There are a number of things that are now becoming clear as we move into the 21st century that were not at all clear just 30 years ago, such as:
1) All animal life has a discoverable evolutionary history, and a single 'real' tree can be discovered, and is being discovered. This 'real' tree is somewhat different from the 'trees' that have been proposed prior to the advent of genetic analysis and morphological cladistic analysis. This 'real' tree (and I put real in quotes because it's as real as can be discovered without the aid of time machines) has a number of early, 'primitive' groups branching off very early, the first branch being sponges, the next cnidarians (corals, anemones, and jellyfish), the next ctenophorans (comb jellies). The animal groups that are left comprise a clade known as Bilateria, which refers to (surprise!) bilateral symetry. All modern bilaterians are in one of two groups: Deuterostomata or Protostomata.
Deuterostomes are composed of echinoderms (starfish, urchins, seacucumbers, crinoids, and a number of other weird extinct things) and chordates (which include vertebrates, as well as amphioxus, sea squirts, and graptolites). Deuterostomes may seen like a weird group, but there are a lot of embryonic, developmental, and fossil links between the two major, modern clades.

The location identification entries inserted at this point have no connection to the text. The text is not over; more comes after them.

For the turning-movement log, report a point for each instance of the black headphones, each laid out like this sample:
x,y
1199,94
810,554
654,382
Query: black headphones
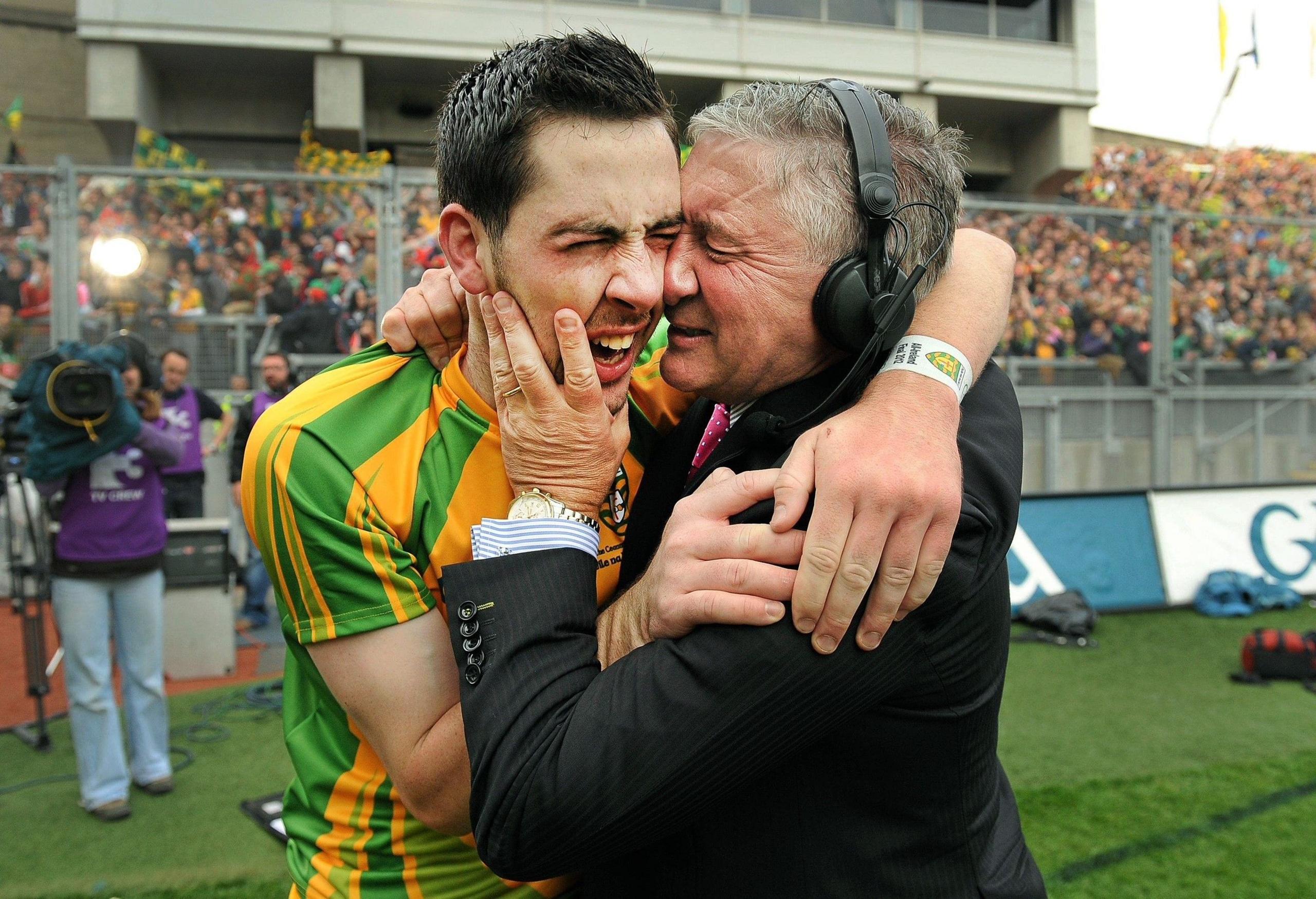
x,y
865,303
865,297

Protostomes comprise everything else, and are also composed of two major groups, the Lophotrochozoa and the Ecdysozoa. Lophotrochozoans have either an eversible proboscis or lophophore and include molluscs, annelids, deep-sea tube worms, brachiopods (or lamp shells), bryozoans (moss animals), and flat worms. The ecdysozoans are comprised of animals that molt their skin (a process known as ecdysis), and include arthropods, tardigradans, onychophorans (modern velvet worms as well as fossil stuff like Hallucigenia), and some other worms like nematodes and nemertians.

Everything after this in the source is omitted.